Calcium interaction with Nav1.5 via FGF12A and CaM binding

Abstract Voltage-gated Na+ (Nav) channels, including Nav1.5, are responsible for the initiation of cardiac and neuronal action potentials. Regulation of Nav1.5 inactivation is linked to multiple accessory proteins that bind its C-terminal domain (CTD) including calmodulin (CaM) and intracellular fibroblast growth factors (iFGF). Previous results demonstrate that Ca2+-bound CaM preferentially binds to iFGF12A. The role of intracellular Ca2+ ([Ca2+]i) in regulating Nav1.5 gating, either directly or via auxiliary proteins like CaM, is controversial. We hypothesize that CaM binding to the Nav1.5 CTD and iFGF12A synergistically alters channel inactivation in a previously unobserved calcium-dependent manner.
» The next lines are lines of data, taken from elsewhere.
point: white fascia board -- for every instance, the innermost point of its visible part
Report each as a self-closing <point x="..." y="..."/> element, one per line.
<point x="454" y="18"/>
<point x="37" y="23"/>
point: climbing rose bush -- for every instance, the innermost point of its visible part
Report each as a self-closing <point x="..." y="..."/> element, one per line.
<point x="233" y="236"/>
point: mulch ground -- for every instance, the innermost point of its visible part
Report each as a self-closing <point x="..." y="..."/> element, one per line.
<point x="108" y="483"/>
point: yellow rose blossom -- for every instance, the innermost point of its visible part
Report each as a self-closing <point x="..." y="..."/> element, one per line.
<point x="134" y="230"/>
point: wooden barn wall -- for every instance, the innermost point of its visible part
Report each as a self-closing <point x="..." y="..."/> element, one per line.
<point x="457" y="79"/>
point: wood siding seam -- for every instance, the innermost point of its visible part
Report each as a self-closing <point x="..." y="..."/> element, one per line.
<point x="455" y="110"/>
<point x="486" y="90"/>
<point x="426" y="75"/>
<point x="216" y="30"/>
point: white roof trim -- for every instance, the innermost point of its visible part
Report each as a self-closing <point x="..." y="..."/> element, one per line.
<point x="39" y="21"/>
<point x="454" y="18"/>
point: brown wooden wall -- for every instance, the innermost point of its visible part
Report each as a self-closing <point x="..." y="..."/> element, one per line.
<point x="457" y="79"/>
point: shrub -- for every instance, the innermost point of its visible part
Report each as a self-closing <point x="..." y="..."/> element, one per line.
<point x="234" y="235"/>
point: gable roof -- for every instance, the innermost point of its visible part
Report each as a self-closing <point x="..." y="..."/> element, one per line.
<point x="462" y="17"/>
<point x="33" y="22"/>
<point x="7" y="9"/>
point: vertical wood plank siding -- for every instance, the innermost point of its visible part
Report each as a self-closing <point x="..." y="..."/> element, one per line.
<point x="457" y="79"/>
We performed Fluorescence Resonance Energy Transfer (FRET) imaging in live cells to observe the interaction between the Nav1.5 alpha subunit, CaM and iFGF12A. At resting [Ca2+]i, a 2-fold difference between acceptor and donor FRET efficiency was observed, implying that a single CaM acceptor is present on the Nav1.5 CTD even in the presence of FGF12A. After increasing [Ca2+]i, the donor and acceptor FRET efficiencies equalize, suggesting a 2:1:1 ratio between CaM, FGF12A, and the Nav1.5 CTD. We then compared the voltage-dependent gating kinetics of Nav1.5 with FGF12A in the presence/absence of calcium. With low [Ca2+]i, the steady-state inactivation of Nav1.5 with FGF12A was significantly shifted toward hyperpolarized potential compared to resting [Ca2+]i. Thus, the FGF12A:CaM complex confers a Ca2+-dependent mechanism enabling FGF12A modulates the Nav1.5 steady-state inactivation. Additionally, the ability of multiple subunits to bring CaM to the Nav1.5 CTD implies biological redundancy to prevent major alteration to Nav1.5 inactivation in the absence of CaM. Competing Interest Statement The authors have declared no competing interest.